Property owners in the areas reassessed this year received their notices this week and most saw their property values decline by an average of around 14 to 15 percent, based on a variety of factors. By comparison, property values in areas across Maryland reassessed this year declined by an average of 22 percent.
SDAT Director for Worcester County Robert Smith said this week the county’s values did not drop as significantly as other areas of the state because of the general stability in the south end. The north end of Worcester County, with its high-end real estate concentrated around the resort area, is far more prone to fluctuations in assessed values.
“The south end of the county has always been a little less susceptible to big spikes and big decreases in values,” he said. “That doesn’t mean they don’t see the same effects. It just doesn’t see the same peaks and valleys. Property values are a lot more stable in the south end.”
Smith said the average decreases in the south end would likely have been less pronounced than they were if West Ocean City hadn’t been lumped into the assessment area a few years back.
“The assessments in the south end decreased at a rate much slower than we’ve seen in the north end for the most part,” he said. “This latest group saw an average decrease of around 14-15 percent, which is much lower than the state average of 22 percent, but West Ocean City probably pulled that average up some.”
For those reassessed this year, lower property values will likely mean lower property taxes paid to the county, assuming the property tax rate in Worcester remains the same. County officials are already wrestling with declining revenues and the increased cost of doing business in the current recession, but County Commission President Bud Church said during an Ocean City Economic Development Committee meeting on Wednesday there did not appear to be a political will to make up the difference with a tax hike.
“The property assessment values went down,” he said. “They went down 21 percent at my house. I pay less in taxes, but the county gets less money. The good news is, Worcester County has not raised taxes and will not raise taxes this year. I believe we have the votes to do that.”
Smith said jurisdictions all over the state are likely considering property tax increases in the face of declining values. Some will likely keep tax rates the same and absorb the revenue loss, while others will not be able to resist increasing property tax rates in order to sustain government services and avoid layoffs or pay cuts for employees.
“It’s really a double-edged sword,” he said. “For property owners, if the county keeps the tax rate the same, they will pay less in property taxes. If they raise it a little, they could pay the same or if they increase it significantly, some property owners could pay more in taxes even though their values have decreased. The county has some tough decisions to make.”

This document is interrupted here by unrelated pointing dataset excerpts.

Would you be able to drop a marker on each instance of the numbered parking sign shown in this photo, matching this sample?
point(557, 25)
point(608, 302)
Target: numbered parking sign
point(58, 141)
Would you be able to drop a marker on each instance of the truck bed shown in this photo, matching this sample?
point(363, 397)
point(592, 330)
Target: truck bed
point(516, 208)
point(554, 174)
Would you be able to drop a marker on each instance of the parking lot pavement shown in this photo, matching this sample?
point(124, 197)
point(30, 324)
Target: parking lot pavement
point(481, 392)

Smith said about 88 percent of the properties in the recently reassessed areas of Worcester went down, following a statewide trend. Those that stayed the same likely saw their values stay the same or increase slightly for a variety of reasons.
“Those that increased likely did so because of improvements,” he said. “In this economy, people are just holding on to what they have, but they might be putting on a new roof or replacing siding, or doing that bump out or apartment over the garage.”
While property values in Worcester have declined steadily since the economy went south taking the real estate market with it, the slope is far less pronounced then the sheer cliff seen on the front end. Before the economic slowdown, property values in some areas of the county spiked up as high as 70 percent
“After spiking up so dramatically for several years there, we really started seeing the decline start around the end of 2007,” he said. “Those increases of around 70 percent in 2003, 2004, 2005 were the largest of any county in Maryland in my long history of doing assessments.”
Of course, what goes up most often comes down, but the roller coaster ride is far less steep on the back end of that spike, according to Smith.
“As steep as the increase was, the decline has been much less severe,” he said. “The property values are steadily declining, but they are coming from such a high number that the decline is less pronounced. They might get back to levels where they were before the big increases three, four, five years ago, but we’re not there yet.”